Debugging in der Praxis: Wenn HID nicht erkannt wird oder MSC „kaputt“ wirkt

USB-Probleme lassen sich meist systematisch eingrenzen. Typische Symptome und schnelle Prüfungen:

  • Gerät wird gar nicht erkannt: VBUS fehlt/ungenau, D+/D- vertauscht, falscher USB-Takt, Pull-up nicht aktiv.
  • Unbekanntes Gerät: Descriptoren fehlerhaft, falsche Längenangaben, String-Descriptor-Probleme.
  • HID erkannt, aber keine Eingaben: Report Descriptor passt nicht, Reports werden nicht periodisch gesendet oder haben falsches Format.
  • MSC sichtbar, aber Dateien korrupt: gleichzeitiger Zugriff von Firmware und Host, fehlendes Flush, Stromausfall/Abziehen während Schreibens.
  • Transfer langsam: zu kleine Puffer, ungünstige Storage-Latenz (SD-Karte), blockierende Tasks/ISRs.

Hilfreiche Werkzeuge

  • USB-Analyse: USB-Deskriptoren und Enumeration mit geeigneten Tools auslesen (betriebssystemabhängig).
  • Logic-Analyzer/Oszilloskop: bei physikalischen Problemen (Signalqualität, EMV, Kabellänge).
  • Serial/RTT-Logging: Statusmeldungen zu USB-Callbacks, Storage-Operationen und Fehlercodes.

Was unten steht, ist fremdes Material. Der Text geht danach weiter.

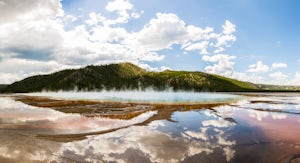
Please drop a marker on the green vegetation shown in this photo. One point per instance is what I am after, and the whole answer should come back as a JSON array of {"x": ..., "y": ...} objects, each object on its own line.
[
  {"x": 2, "y": 87},
  {"x": 129, "y": 76}
]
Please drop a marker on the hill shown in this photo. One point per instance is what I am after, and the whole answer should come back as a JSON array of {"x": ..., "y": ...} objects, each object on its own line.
[
  {"x": 2, "y": 87},
  {"x": 128, "y": 76}
]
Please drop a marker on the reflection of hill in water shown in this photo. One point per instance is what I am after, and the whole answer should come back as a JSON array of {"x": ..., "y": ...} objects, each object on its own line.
[{"x": 235, "y": 132}]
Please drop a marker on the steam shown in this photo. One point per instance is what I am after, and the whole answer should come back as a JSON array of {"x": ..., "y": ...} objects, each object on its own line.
[{"x": 140, "y": 96}]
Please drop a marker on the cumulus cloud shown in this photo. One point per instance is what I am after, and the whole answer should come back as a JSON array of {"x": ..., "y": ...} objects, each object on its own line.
[
  {"x": 223, "y": 64},
  {"x": 259, "y": 67},
  {"x": 278, "y": 65}
]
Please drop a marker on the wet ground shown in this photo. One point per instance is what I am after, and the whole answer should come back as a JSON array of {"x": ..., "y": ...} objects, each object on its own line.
[{"x": 252, "y": 128}]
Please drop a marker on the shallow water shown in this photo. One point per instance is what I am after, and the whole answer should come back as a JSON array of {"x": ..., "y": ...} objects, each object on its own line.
[
  {"x": 262, "y": 128},
  {"x": 142, "y": 96}
]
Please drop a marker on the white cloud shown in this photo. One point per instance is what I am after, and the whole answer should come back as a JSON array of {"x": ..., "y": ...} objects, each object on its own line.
[
  {"x": 35, "y": 32},
  {"x": 201, "y": 46},
  {"x": 119, "y": 5},
  {"x": 228, "y": 28},
  {"x": 259, "y": 67},
  {"x": 224, "y": 65},
  {"x": 278, "y": 76},
  {"x": 278, "y": 65}
]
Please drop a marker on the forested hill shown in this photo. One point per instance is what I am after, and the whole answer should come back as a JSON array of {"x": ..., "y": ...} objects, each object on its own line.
[{"x": 125, "y": 76}]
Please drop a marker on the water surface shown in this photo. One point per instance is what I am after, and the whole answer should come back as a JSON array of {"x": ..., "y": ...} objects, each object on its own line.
[{"x": 260, "y": 128}]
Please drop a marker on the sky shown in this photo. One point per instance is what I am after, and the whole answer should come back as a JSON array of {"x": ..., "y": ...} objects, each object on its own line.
[{"x": 250, "y": 40}]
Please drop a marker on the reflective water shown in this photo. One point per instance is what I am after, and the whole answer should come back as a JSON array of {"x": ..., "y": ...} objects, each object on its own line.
[{"x": 264, "y": 128}]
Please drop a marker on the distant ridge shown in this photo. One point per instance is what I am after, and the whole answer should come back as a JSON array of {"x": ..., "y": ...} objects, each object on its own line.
[{"x": 127, "y": 76}]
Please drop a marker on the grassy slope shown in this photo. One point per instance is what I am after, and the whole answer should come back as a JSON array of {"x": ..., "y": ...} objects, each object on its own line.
[
  {"x": 2, "y": 87},
  {"x": 129, "y": 76}
]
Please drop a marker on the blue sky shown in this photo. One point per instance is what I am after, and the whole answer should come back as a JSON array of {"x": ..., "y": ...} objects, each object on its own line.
[{"x": 250, "y": 40}]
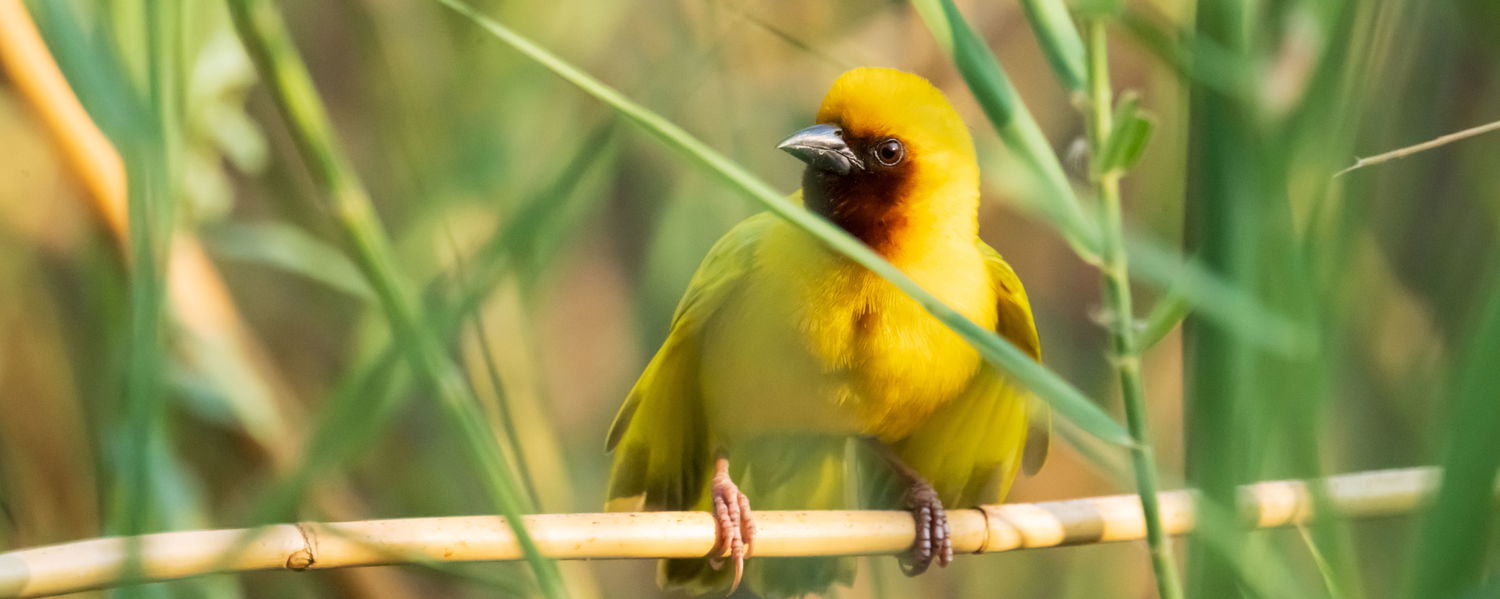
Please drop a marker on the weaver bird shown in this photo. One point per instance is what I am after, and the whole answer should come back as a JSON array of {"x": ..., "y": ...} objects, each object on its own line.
[{"x": 783, "y": 350}]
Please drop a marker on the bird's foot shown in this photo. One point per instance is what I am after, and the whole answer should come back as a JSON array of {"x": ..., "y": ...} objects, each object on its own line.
[
  {"x": 735, "y": 535},
  {"x": 933, "y": 539}
]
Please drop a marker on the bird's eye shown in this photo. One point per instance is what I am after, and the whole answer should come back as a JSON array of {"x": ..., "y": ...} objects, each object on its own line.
[{"x": 890, "y": 152}]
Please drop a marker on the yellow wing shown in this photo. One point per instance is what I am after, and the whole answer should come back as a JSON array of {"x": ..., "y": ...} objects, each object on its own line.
[
  {"x": 659, "y": 439},
  {"x": 972, "y": 446}
]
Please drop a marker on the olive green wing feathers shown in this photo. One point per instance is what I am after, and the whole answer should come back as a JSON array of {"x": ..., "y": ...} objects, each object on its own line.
[{"x": 659, "y": 439}]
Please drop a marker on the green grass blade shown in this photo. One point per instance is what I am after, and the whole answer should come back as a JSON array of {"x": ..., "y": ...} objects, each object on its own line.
[
  {"x": 1013, "y": 122},
  {"x": 1067, "y": 400},
  {"x": 290, "y": 248},
  {"x": 266, "y": 38},
  {"x": 1451, "y": 553},
  {"x": 1059, "y": 39}
]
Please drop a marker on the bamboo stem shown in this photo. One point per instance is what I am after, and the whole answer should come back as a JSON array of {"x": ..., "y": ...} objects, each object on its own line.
[{"x": 96, "y": 563}]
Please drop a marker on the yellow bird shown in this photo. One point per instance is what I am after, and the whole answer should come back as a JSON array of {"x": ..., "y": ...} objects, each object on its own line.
[{"x": 782, "y": 352}]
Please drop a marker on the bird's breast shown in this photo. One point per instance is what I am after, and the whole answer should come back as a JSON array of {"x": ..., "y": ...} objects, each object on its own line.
[{"x": 819, "y": 344}]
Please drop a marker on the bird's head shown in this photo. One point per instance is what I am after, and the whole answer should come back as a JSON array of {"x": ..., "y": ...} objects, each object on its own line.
[{"x": 888, "y": 158}]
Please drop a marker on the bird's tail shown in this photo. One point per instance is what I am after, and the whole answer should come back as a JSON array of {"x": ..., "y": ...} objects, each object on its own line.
[{"x": 779, "y": 473}]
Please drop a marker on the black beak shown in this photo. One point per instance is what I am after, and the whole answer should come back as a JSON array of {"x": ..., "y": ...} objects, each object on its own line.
[{"x": 822, "y": 147}]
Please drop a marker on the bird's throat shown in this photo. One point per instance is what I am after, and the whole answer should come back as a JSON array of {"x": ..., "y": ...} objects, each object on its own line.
[{"x": 870, "y": 206}]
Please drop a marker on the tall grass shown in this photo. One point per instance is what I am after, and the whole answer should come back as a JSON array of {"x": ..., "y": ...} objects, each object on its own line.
[{"x": 1307, "y": 325}]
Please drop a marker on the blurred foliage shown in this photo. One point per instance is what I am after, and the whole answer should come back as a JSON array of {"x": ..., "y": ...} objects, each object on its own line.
[{"x": 525, "y": 218}]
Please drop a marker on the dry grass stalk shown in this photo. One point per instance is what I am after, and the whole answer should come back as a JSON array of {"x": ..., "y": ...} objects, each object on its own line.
[{"x": 1020, "y": 526}]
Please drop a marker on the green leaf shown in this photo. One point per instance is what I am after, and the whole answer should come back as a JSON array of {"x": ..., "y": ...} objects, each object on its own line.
[
  {"x": 1455, "y": 533},
  {"x": 1013, "y": 122},
  {"x": 293, "y": 249},
  {"x": 1058, "y": 38},
  {"x": 1127, "y": 141}
]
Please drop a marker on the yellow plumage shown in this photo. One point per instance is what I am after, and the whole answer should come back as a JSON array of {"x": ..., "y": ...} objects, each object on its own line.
[{"x": 782, "y": 350}]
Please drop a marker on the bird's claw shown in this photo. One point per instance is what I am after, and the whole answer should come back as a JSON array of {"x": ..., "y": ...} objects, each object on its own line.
[
  {"x": 933, "y": 539},
  {"x": 735, "y": 527}
]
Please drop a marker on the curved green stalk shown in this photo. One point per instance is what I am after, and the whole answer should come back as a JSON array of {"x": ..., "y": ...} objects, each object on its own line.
[{"x": 1121, "y": 325}]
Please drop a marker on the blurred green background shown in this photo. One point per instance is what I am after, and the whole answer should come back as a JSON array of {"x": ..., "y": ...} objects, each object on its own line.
[{"x": 576, "y": 233}]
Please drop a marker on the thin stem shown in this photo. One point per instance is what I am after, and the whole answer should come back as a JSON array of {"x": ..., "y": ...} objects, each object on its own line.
[{"x": 1122, "y": 332}]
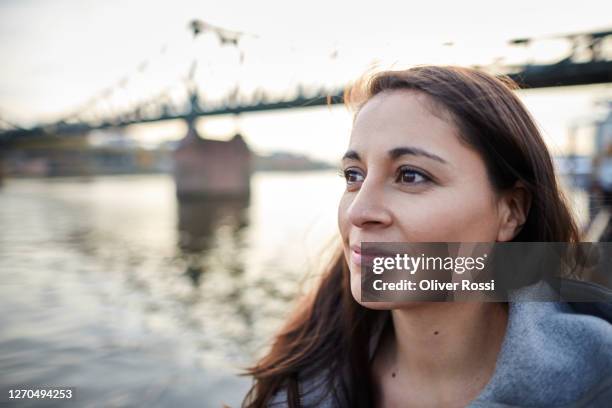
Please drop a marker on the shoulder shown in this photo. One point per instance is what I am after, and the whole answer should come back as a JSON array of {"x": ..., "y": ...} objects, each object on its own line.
[{"x": 553, "y": 353}]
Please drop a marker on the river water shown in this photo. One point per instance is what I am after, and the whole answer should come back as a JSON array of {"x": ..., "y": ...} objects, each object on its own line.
[{"x": 111, "y": 286}]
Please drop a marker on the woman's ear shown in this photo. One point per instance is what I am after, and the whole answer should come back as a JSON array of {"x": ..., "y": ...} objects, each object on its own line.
[{"x": 514, "y": 208}]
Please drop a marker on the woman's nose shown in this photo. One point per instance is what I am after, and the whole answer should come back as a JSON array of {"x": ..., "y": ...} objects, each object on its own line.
[{"x": 368, "y": 208}]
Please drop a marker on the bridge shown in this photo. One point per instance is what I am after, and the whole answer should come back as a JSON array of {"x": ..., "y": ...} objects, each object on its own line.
[{"x": 589, "y": 61}]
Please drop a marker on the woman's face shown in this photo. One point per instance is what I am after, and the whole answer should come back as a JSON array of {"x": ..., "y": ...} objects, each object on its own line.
[{"x": 410, "y": 178}]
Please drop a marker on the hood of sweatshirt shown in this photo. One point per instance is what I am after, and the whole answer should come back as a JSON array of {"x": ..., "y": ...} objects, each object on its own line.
[{"x": 554, "y": 354}]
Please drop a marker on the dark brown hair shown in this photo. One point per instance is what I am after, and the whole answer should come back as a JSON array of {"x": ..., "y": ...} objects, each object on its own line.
[{"x": 328, "y": 335}]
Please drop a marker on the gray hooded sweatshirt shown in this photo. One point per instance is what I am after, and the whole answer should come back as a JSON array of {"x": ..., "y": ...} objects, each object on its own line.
[{"x": 554, "y": 354}]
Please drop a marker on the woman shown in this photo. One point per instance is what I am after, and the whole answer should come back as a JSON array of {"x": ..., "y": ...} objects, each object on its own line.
[{"x": 440, "y": 154}]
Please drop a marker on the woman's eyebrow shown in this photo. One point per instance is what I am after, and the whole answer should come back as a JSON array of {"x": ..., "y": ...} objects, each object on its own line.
[
  {"x": 351, "y": 154},
  {"x": 415, "y": 151}
]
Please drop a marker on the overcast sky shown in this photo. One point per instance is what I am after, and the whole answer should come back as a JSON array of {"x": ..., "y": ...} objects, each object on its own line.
[{"x": 58, "y": 54}]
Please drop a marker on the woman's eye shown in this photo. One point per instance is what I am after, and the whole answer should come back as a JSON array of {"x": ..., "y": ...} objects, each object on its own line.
[
  {"x": 410, "y": 176},
  {"x": 352, "y": 176}
]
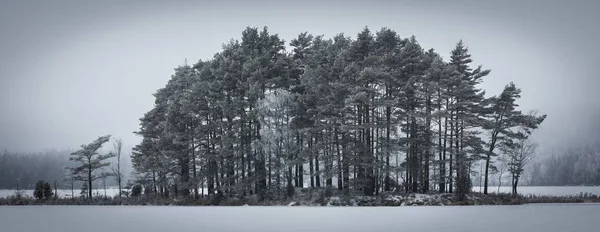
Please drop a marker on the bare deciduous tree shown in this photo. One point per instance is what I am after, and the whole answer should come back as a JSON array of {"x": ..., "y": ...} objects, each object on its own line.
[
  {"x": 519, "y": 154},
  {"x": 117, "y": 148}
]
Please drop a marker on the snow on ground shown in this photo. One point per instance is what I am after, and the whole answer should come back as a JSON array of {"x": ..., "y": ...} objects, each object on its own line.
[{"x": 530, "y": 218}]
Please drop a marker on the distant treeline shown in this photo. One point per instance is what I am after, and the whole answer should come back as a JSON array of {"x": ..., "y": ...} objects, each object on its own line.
[
  {"x": 577, "y": 166},
  {"x": 23, "y": 170}
]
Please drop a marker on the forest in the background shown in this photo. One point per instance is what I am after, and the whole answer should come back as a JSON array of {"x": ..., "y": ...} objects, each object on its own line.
[
  {"x": 573, "y": 166},
  {"x": 22, "y": 170},
  {"x": 362, "y": 115}
]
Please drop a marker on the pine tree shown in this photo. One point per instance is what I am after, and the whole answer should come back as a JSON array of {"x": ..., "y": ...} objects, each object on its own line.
[{"x": 90, "y": 161}]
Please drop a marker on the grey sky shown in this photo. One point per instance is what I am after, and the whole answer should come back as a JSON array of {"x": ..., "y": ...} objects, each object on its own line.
[{"x": 73, "y": 70}]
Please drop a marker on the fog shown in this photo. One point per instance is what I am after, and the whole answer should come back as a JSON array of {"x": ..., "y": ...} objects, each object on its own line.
[{"x": 71, "y": 71}]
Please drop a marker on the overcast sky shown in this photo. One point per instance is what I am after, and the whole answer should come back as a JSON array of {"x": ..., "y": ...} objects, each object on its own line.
[{"x": 73, "y": 70}]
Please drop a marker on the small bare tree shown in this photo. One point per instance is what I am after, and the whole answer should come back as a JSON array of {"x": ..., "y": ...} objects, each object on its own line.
[
  {"x": 501, "y": 169},
  {"x": 117, "y": 148},
  {"x": 519, "y": 154}
]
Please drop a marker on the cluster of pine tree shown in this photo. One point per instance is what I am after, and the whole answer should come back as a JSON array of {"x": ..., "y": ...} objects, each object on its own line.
[{"x": 366, "y": 115}]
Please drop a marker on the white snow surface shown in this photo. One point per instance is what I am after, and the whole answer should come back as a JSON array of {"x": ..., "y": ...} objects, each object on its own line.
[{"x": 530, "y": 218}]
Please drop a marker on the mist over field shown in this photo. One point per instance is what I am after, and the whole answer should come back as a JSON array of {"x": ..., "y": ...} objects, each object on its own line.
[{"x": 138, "y": 108}]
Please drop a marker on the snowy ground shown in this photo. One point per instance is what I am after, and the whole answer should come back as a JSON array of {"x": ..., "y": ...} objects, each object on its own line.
[
  {"x": 530, "y": 218},
  {"x": 545, "y": 190}
]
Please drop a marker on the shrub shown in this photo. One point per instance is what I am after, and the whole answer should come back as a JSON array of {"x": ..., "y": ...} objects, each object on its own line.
[
  {"x": 136, "y": 191},
  {"x": 42, "y": 190}
]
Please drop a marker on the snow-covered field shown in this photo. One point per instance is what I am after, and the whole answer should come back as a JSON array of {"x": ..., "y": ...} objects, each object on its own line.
[
  {"x": 531, "y": 218},
  {"x": 545, "y": 190}
]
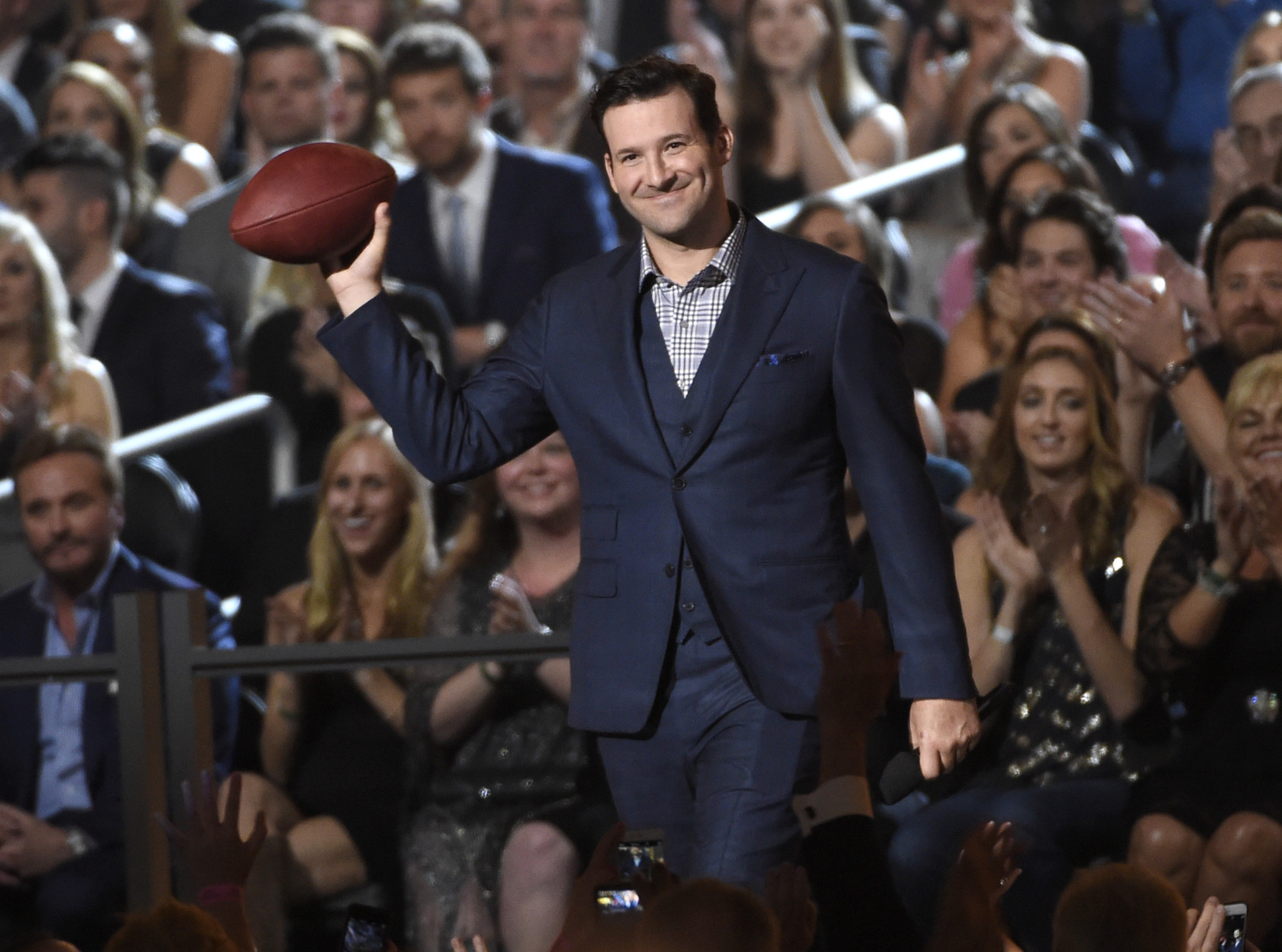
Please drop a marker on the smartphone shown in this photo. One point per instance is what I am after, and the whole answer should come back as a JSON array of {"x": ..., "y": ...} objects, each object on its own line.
[
  {"x": 614, "y": 900},
  {"x": 366, "y": 929},
  {"x": 1233, "y": 938},
  {"x": 638, "y": 853}
]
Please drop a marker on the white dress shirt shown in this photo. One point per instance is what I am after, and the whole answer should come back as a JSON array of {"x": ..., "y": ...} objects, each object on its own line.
[
  {"x": 95, "y": 298},
  {"x": 474, "y": 191}
]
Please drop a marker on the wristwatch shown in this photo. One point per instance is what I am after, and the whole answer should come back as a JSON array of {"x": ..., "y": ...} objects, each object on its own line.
[
  {"x": 78, "y": 842},
  {"x": 1176, "y": 371}
]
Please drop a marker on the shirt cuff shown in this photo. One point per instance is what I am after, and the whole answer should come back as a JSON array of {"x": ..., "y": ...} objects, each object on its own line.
[{"x": 843, "y": 796}]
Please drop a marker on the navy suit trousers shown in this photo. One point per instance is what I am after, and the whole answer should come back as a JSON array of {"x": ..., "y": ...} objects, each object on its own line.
[{"x": 716, "y": 770}]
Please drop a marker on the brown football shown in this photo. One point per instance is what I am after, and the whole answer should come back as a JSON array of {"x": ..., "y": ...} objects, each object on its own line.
[{"x": 312, "y": 203}]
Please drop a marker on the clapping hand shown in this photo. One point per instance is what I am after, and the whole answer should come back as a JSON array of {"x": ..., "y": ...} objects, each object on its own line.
[
  {"x": 1053, "y": 535},
  {"x": 212, "y": 846}
]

Sicherheits- und Produktaspekte: Identität, Treiberverhalten und Nutzererwartungen

Für veröffentlichungsreife Produkte sollten Sie neben der reinen Funktion auch Produktaspekte berücksichtigen. Bei HID ist die „Treiberfreiheit“ ein Vorteil, aber HID kann in manchen Umgebungen als potenzielles Eingabegerät sicherheitsrelevant sein. Bei MSC ist Nutzerkomfort hoch, aber das Risiko von Dateisystemfehlern bei unsauberem Trennen ebenso. Saubere Kommunikation, klare Statusanzeigen und konservative Schreibstrategien sind hier oft wichtiger als maximale Performance.

  • Stabile Identität: konsistente VID/PID (rechtlich/organisatorisch sauber), sinnvolle Produktstrings.
  • Kompatibilität: Verhalten auf Windows/macOS/Linux prüfen, insbesondere bei Composite-Geräten.
  • Robuste Storage-Logik: klare Zustandsmaschinen, Vermeidung paralleler Schreibzugriffe.
  • Dokumentation: Nutzeranleitung für „sicher entfernen“ oder interne Mechanismen, die das Risiko mindern.

Wer sich tiefer in die USB-Klassen einarbeiten möchte, findet im USB-IF Dokumentenportal neben HID auch Spezifikationen zur Mass Storage Class und weitere relevante Dokumente. In Kombination mit den ST-Referenzprojekten und den MCU-spezifischen Reference Manuals erhalten Sie damit eine belastbare Grundlage, um USB-OTG am STM32 als HID oder Massenspeicher praxisnah, stabil und wartbar umzusetzen.